Não me arrependo desse caminho, pois fez muito sentido para mim. O próximo passo foi optar por um referencial teórico condizente com a formação e campo científico da orientadora e em concorde com minha atuação profissional. Sendo assim, após o contato com muitos textos e autores, meus olhos brilharam frente à proposta ofertada pelo sociólogo francês Bernard Lahire. Em uma sociologia que espreita o sujeito, Lahire busca compreender os mecanismos individuais de introjeção da vivência social, capaz de nos diferenciar quanto aos modos de pensar, agir e crer, ainda que fôssemos socializados em contextos socioeconômicos semelhantes. Exatamente o que me movia na profissão: acreditar que há uma forte determinação social em nossas escolhas vida afora, mas que há também elementos pessoais impressos nesse complexo processo.

A seguir apresento melhor sua teoria, nos limites propostos nessa reflexão.

Socialização em Bourdieu e Lahire

Antes de abordar Lahire diretamente, farei uma incursão na obra de Bourdieu, outro importante sociólogo francês cuja fonte serviu de inspiração ao primeiro.
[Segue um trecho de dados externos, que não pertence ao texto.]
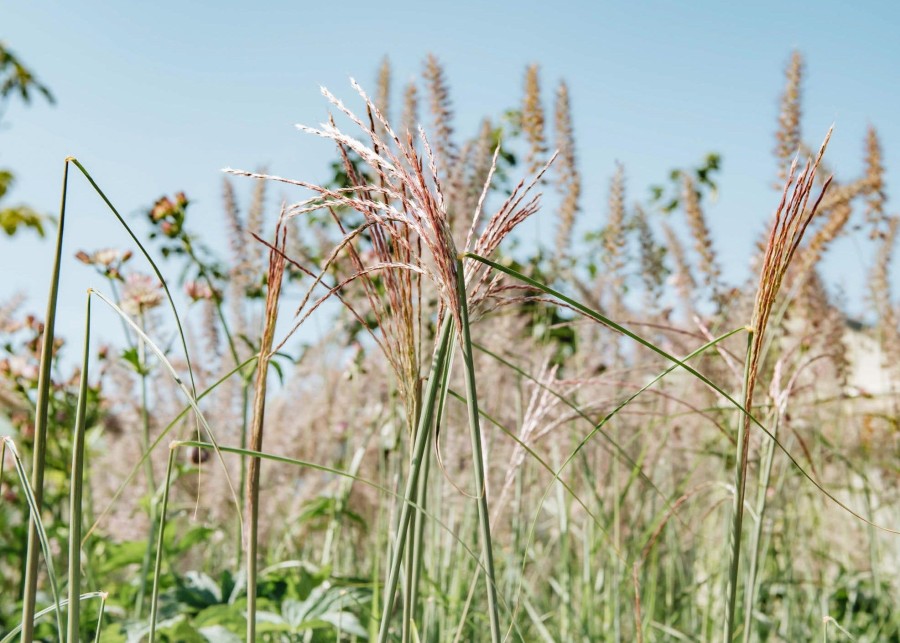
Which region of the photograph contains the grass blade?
[3,436,65,640]
[66,295,91,641]
[456,259,500,643]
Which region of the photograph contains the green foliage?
[0,42,55,104]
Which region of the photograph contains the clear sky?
[0,0,900,352]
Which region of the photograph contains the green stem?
[744,411,782,643]
[66,295,91,643]
[456,259,501,643]
[21,159,69,643]
[378,315,453,643]
[148,442,177,643]
[723,331,754,643]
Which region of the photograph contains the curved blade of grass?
[22,156,202,643]
[465,252,900,535]
[148,442,175,643]
[66,295,91,641]
[0,592,107,643]
[88,290,240,524]
[81,355,259,547]
[94,592,109,643]
[448,389,625,562]
[3,436,65,641]
[169,440,524,640]
[67,156,197,396]
[478,328,743,640]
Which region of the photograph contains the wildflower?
[75,248,132,279]
[122,273,163,315]
[150,196,175,223]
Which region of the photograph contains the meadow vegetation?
[0,53,900,643]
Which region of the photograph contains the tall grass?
[0,51,900,643]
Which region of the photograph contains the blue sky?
[0,0,900,348]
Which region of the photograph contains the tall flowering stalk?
[724,130,831,642]
[228,81,552,641]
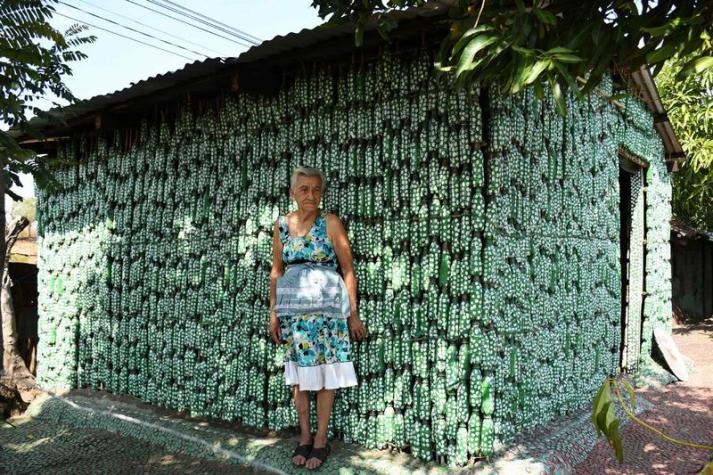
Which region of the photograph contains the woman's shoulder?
[321,211,342,224]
Esse caminho, penso, tornará a leitura mais compreensível e interessante. Procedi da mesma forma no texto da dissertação.

Pois bem, importa mencionar que Pierre Bourdieu surge em meados de 1960 com uma proposta inovadora no campo da sociologia da educação. Os achados de suas pesquisas realizadas na França rompem com a então propagada ideia de escola promotora de igualdade, veículo possível de ascensão de todos, desde que houvesse capacidade própria, a conhecida meritocracia. Este estudioso defendeu de maneira original e corajosa o exato oposto do que sempre tinha sido difundido a respeito de uma das mais importantes instituições socializadoras, a escola. Sua posição foi firme e direcionada a desconstruir essa falácia, demonstrando o quanto de desigualdade se opera dentro do referido estabelecimento educacional.

Aqui serão tratados apenas os conceitos de Bourdieu que permitem uma ponte coerente com o aporte Lahireano que se tenciona apresentar. Sua obra tem uma dimensão enorme, em importância e extensão. Vale uma leitura mais aprofundada.

Assim, parto do seu conceito de “habitus”, compreendido por ele como um sistema de disposições que integram as experiências passadas, tornando-se como uma matriz cultural que orienta os pensamentos, as crenças e as ações futuras dos indivíduos (Bourdieu, 2007). Esse conceito carrega em si a ideia de unidade e transferência. Portanto, em sua concepção, o sistema de disposições é moldado na primeira infância, a partir das primeiras experiências socializadoras, criando um “habitus de classe” responsável por certa homogeneidade no comportamento dos agentes oriundos de um mesmo grupo social: “Sistema de disposições socialmente constituídas que, ’’[...] constituem o princípio gerador e unificador do conjunto das práticas e das ideologias características de um grupo de agentes” (Bourdieu, 2007, p. 191).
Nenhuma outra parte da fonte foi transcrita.